Schistosomiasis in China: acute infections during 2005-2008.
- Author:
Shi-zhu LI
1
;
Acosta LUZ
;
Xian-hong WANG
;
Li-li XU
;
Qiang WANG
;
Ying-jun QIAN
;
Xiao-hua WU
;
Jia-gang GUO
;
Gang XIA
;
Li-ying WANG
;
Xiao-nong ZHOU
Author Information
- Publication Type:Journal Article
- MeSH: Acute Disease; epidemiology; Animals; China; epidemiology; Humans; Retrospective Studies; Schistosoma japonicum; pathogenicity; Schistosomiasis; epidemiology
- From: Chinese Medical Journal 2009;122(9):1009-1014
- CountryChina
- Language:English
-
Abstract:
BACKGROUNDSignificant progress has taken place over the past 50 years in the control of schistosomiasis japonica in China. However, the available data suggested that schistosomiasis has re-emerged shortly after the World Bank Loan Project which was conducted from 1992 to 2001. The national control program with a revised strategy to control schistosomiasis by using integrated measures has been implemented since 2005. In this study, we aimed to evaluate the effect of the national program on schistosomiasis control from 2005 to 2008.

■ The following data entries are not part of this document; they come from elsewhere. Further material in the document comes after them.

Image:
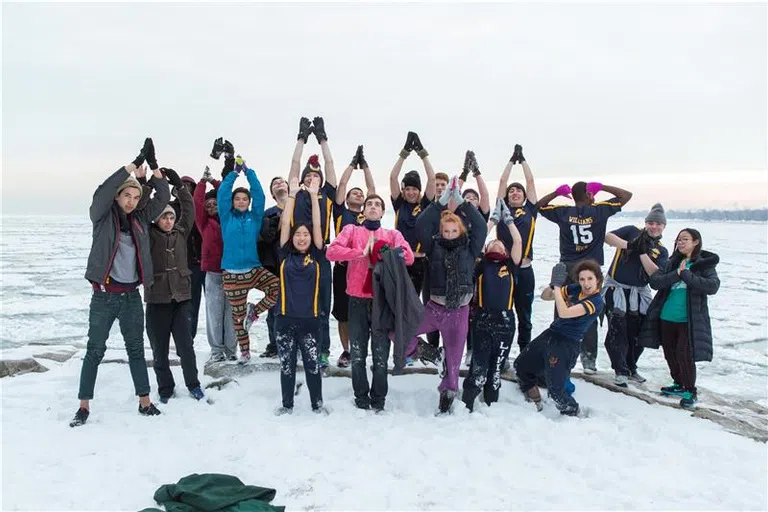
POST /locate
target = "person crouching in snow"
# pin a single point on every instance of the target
(554, 352)
(354, 245)
(119, 261)
(493, 326)
(240, 229)
(169, 299)
(452, 253)
(298, 323)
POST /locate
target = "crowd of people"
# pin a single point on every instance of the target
(435, 274)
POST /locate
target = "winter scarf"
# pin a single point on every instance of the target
(375, 256)
(452, 288)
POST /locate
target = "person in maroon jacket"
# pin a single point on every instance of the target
(220, 328)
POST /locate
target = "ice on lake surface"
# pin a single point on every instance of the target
(45, 297)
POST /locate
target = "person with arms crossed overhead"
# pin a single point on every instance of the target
(119, 261)
(582, 234)
(639, 254)
(344, 215)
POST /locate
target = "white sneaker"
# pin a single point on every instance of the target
(621, 380)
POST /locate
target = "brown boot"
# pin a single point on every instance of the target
(533, 395)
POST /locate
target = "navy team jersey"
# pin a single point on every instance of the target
(299, 282)
(343, 216)
(406, 215)
(525, 222)
(629, 270)
(495, 284)
(582, 228)
(302, 211)
(575, 328)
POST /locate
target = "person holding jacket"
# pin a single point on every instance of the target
(554, 352)
(219, 325)
(678, 316)
(493, 322)
(298, 324)
(451, 252)
(240, 260)
(118, 263)
(169, 299)
(354, 245)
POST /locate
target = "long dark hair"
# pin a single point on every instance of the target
(696, 236)
(293, 232)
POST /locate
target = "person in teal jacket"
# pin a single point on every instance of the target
(242, 270)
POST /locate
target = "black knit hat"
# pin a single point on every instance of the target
(412, 179)
(313, 165)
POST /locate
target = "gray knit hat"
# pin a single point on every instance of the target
(656, 214)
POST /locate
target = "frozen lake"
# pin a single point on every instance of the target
(45, 297)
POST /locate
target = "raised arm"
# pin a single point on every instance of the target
(622, 195)
(287, 215)
(317, 225)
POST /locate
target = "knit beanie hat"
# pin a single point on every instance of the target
(129, 182)
(412, 179)
(656, 214)
(168, 209)
(313, 165)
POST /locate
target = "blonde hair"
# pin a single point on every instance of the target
(449, 216)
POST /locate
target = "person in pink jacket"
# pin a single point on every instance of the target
(354, 245)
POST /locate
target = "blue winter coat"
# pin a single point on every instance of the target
(240, 230)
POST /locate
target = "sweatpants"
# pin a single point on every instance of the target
(678, 353)
(104, 309)
(492, 336)
(162, 321)
(359, 326)
(452, 325)
(219, 325)
(525, 285)
(237, 286)
(296, 334)
(326, 291)
(197, 280)
(555, 356)
(621, 340)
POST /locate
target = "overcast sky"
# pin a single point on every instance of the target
(630, 93)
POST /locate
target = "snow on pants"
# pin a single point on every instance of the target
(452, 325)
(219, 326)
(106, 307)
(555, 356)
(621, 339)
(492, 336)
(295, 334)
(237, 286)
(359, 328)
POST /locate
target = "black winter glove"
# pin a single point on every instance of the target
(173, 177)
(304, 129)
(229, 166)
(559, 275)
(149, 152)
(318, 126)
(139, 160)
(361, 157)
(465, 168)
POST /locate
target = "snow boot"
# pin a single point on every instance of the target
(149, 410)
(81, 416)
(673, 390)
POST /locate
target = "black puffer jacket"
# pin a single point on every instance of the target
(701, 280)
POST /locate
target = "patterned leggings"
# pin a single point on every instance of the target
(236, 288)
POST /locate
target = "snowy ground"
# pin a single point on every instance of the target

METHODSA retrospective study was carried out to analyze the epidemic patterns of acute infections with Schistosoma japonicum (S. japonicum), based on the number of acute cases annually collected from the web-based national communicable diseases reporting system from 2005 to 2008.
RESULTSA total of 564, 207, 83 and 57 acute cases infected with S. japonicum were reported nationwide in 2005, 2006, 2007 and 2008, respectively, with an average annual reduction rate of 46.35% during last four years. Six outbreaks of acute infection with S. japonicum were reported in 2005 but none in the period of 2006 to 2008. All acute cases that were reported mainly came from the lake regions and became infected during the higher risk periods from the 27th to 43rd weeks of the year. Most of these cases are students (44.87%), farmers (31.51%) and fishermen (7.79%) who got the infection by water contact mainly through swimming (41.49%) and production activities (40.25%). With time, the proportion of imported cases among all acute cases increased due to more frequent movement of people that has occurred with a more mobile population.
CONCLUSIONSThe national control program on schistosomiasis aliened with the revised control strategy has been effectively brought into effect. However, there is still a significant risk of infection among students, farmers and fishermen living in the lake regions. Therefore, it is important to strengthen control measures among risk populations in the high risk areas of transmission, or the lake regions.